2007-08-09 08:54 UTC:

Word of the day: acroamatic.

2007-08-09 08:56 UTC:

The beginning of the month is font time in Whits, and this month I'm pondering the typographical dark side. Comic Sans MS, to be precise. If you use it in the right context (for example, a comic site?) and at the right font size, it can be pretty effective. A much maligned font, and rightly so given just how eminently abusable it is, but that doesn't mean that should be avoided at all costs by those who know how to use it effectively.

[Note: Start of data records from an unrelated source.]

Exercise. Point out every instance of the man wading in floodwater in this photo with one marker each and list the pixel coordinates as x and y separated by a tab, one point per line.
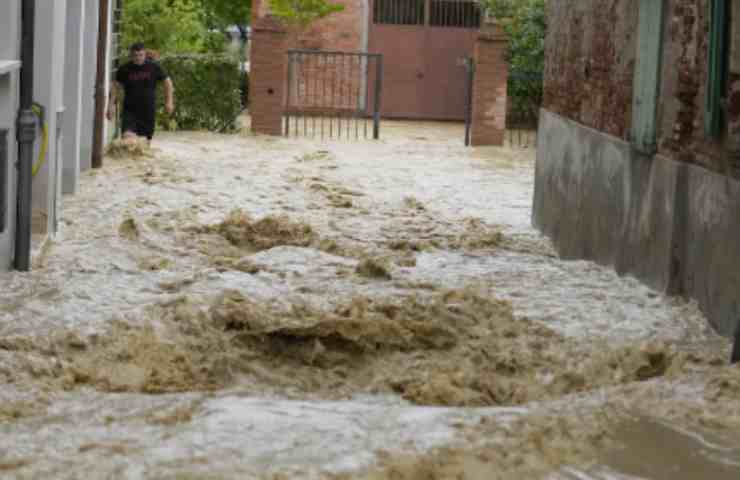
139	79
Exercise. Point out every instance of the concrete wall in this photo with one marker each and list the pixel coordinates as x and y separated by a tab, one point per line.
671	224
589	72
9	50
49	92
73	83
670	219
590	58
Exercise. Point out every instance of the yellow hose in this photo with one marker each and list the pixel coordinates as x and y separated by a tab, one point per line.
44	141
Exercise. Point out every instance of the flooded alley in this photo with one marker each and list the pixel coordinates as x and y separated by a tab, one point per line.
236	306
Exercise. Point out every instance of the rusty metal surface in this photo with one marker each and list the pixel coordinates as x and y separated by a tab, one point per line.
424	74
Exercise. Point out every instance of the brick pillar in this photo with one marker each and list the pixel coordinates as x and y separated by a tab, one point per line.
489	87
268	64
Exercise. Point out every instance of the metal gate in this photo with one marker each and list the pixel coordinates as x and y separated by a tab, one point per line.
469	66
333	94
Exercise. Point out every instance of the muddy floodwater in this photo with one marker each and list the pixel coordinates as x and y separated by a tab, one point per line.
232	306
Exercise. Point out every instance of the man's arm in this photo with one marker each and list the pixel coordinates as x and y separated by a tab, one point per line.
169	95
113	99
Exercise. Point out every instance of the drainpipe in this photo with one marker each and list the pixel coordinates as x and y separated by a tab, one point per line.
100	100
26	137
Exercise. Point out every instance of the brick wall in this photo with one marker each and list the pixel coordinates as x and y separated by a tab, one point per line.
267	79
341	31
590	53
319	84
489	88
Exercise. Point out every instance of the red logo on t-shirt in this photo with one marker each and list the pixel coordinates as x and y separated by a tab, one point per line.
138	76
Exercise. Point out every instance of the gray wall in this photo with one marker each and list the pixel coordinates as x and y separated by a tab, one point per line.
87	120
48	91
9	50
671	224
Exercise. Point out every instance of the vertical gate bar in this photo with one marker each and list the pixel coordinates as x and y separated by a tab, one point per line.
330	105
323	91
348	89
358	100
378	94
287	101
3	180
470	72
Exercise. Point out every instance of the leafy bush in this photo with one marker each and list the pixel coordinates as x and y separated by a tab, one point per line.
208	93
302	13
169	26
525	24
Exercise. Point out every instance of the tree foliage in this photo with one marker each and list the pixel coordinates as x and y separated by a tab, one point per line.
525	23
208	93
301	13
170	26
224	13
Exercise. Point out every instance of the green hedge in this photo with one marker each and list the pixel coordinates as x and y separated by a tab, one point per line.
208	93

It's even available on OS X, would you believe; must be part of the whole "Core Fonts for the Web" deal.

2007-08-10 16:24 UTC:

Kevin Reid's nifty Timer Project got me thinking about simple hardware design. The enticing thing about it is that it's still possible to get some absolute essentials done right, and yet for most people creating hardware of this level of complexity is out of the question.

William Loughborough wanted a watch which only told him the time and date, and nothing else, and it took him ages to find a watch which does that. I choose a watch as a fairly random example of small hardware... For me, the perfect watch would have the following requirements at least:

Those are the really basic, basic things but it's already quite complex. You'd have to make sure it has a radio receiver to pick up the Atomic Radio Signal, and for the automatic timezones switching it'd need a GPS unit. Getting the essentials right is still costly! As for power, watch batteries seem to be getting rather good these days so perhaps a standard one would do, though I guess a GPS watch would take a lot more power than a regular one.

On stopwatches, I just figured today that since you're only ever displaying one stopwatch at a time (right?), a stopwatch can be implemented in memory simply by making a mapping of { stopwatch-number: start-time }. Then the display value is simply current-time minus start-time.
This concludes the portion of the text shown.